The BLM/Topo IIIα and FA/BRCA pathways each act to maintain genome stability as outlined above. A link between the FA pathway and the BS pathway is suggested by the observation that five FA proteins, FANCA, C, E, F and G, associate with BLM as well as Topoisomerase IIIα and RPA in a complex termed BRAFT [Meetei et al., 2003; reviewed in Wang, 2007]. It has also been noted that phosphorylation of BLM, a normal response to DNA damage, appears to be abrogated in FA cells, suggesting an intact FA core complex is required for the modification [Pichierri et al., 2004]. Furthermore, FANCC and BLM co-localize following DNA damage [Hirano et al., 2005]. These observations raise the question as to whether BLM and Topo IIIα act functionally in the FA pathway for genome stability, and also whether FANC proteins participate in suppression of SCEs in human cells. Findings differ regarding SCE formation in FA cells, with reports of normal levels in human FA-A and FA-D1 cells [Godthelp et al., 2006] or elevated levels [Hirano et al., 2005] in FA chicken cells. With BRCA2 (FANCD1) mutations it is reported that SCE formation decreases in rodent cells [Tutt et al., 2001].
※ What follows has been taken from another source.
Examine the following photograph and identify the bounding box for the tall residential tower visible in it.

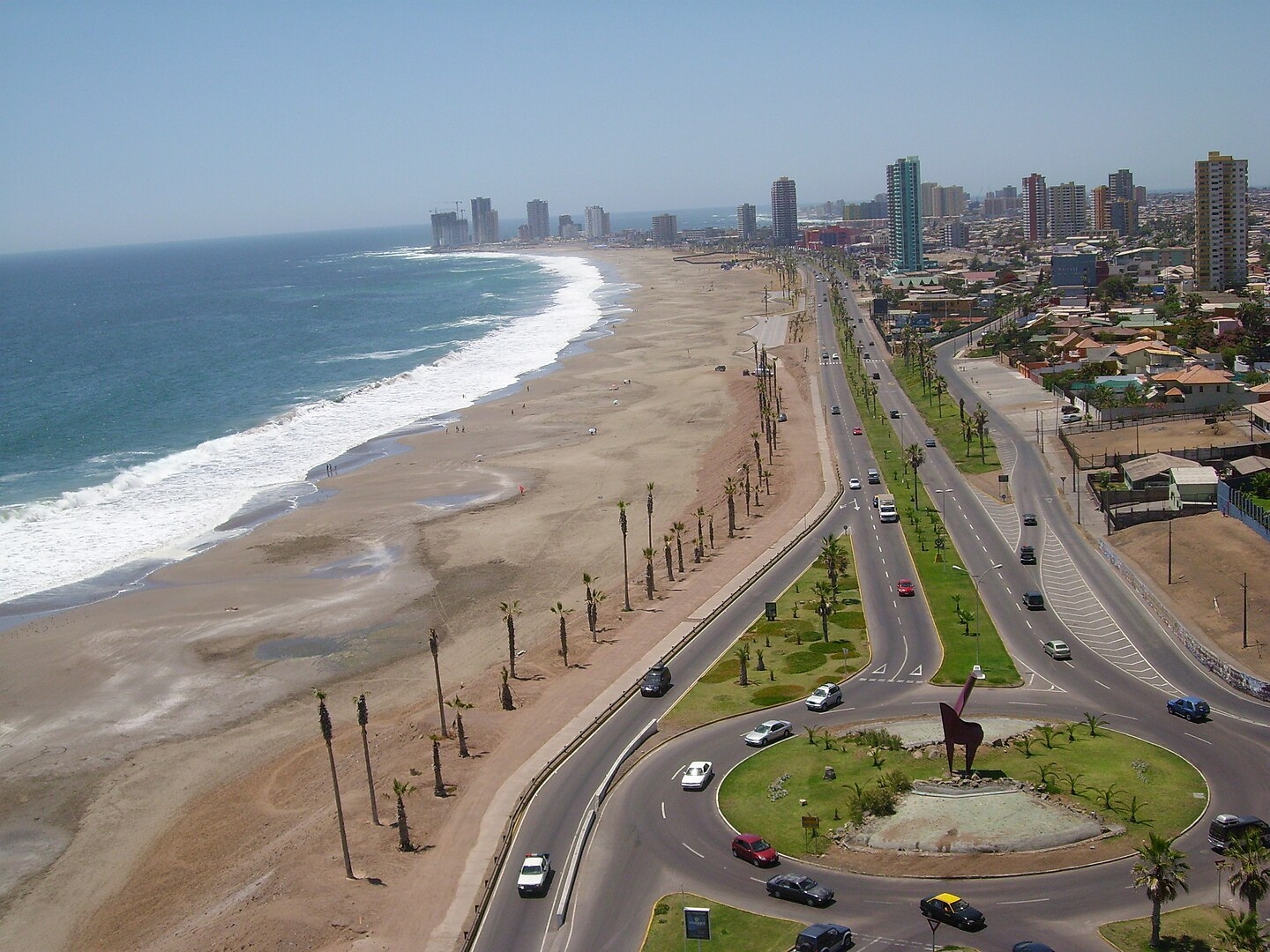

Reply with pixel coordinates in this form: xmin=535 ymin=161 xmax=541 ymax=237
xmin=1195 ymin=152 xmax=1249 ymax=291
xmin=886 ymin=155 xmax=924 ymax=271
xmin=773 ymin=175 xmax=797 ymax=245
We have used normal human cells with siRNA-mediated depletion of Topo IIIα, BLM, or FA, as well as FA and BS patient cells, to investigate whether the BLM and FA pathways functionally interact. Chromosomal radial formation was used as the index for genome stability. We find that normal human cells depleted for BLM or Topo IIIα display a decreased survival in response to mitomycin C (MMC), in addition to the expected increase in SCEs and radial formation. In contrast, depletion of BLM or Topo IIIα in FA cells does not cause an increase in radials, indicating a common response pathway. In the converse test, depletion of FANCA in a BS cell line does not increase radials, again demonstrating epistasis. Cells derived from Fancd2–/–/Blmm3/m3 mice or Fancd2–/– mice show the same sensitivity to MMC, again indicating epistasis. Five complementation groups of human FA cells show normal levels of SCE formation, and depletion of BLM or Topo IIIα in FA cells increases SCE formation, distinguishing the FA pathway from BS for SCE regulation. Monoubiquitination of FANCD2 remains normal in human cells depleted of Topo IIIα, as it does in BS cells. Our results support the conclusion that BLM and Topo IIIα function exclusively in the FA response to ICL formation, establishing a BLM-Topo IIIα-FA pathway and demonstrating a functional basis for the BRAFT complex. Our results support a model wherein BLM-Topo IIIα act in the FA pathway for genome stability after ICL formation, but in a separate pathway for suppression of SCEs.
Materials and Methods
Animal Husbandry
The construction of the Fancd2–/+ mouse in C57BL/6J background has been described [Houghtaling et al., 2003]. Mice heterozygous for the Blmm3allele [Luo et al., 2000] in a 129S5 background were crossed with the Fancd2–/+ mice. The Fancd2 and Blm mice were bred to produce mice heterozygous for both mutations. Double heterozygous mice were then bred to produce mice homozygous for both mutations in a mixed C57BL/6J×129S5 background.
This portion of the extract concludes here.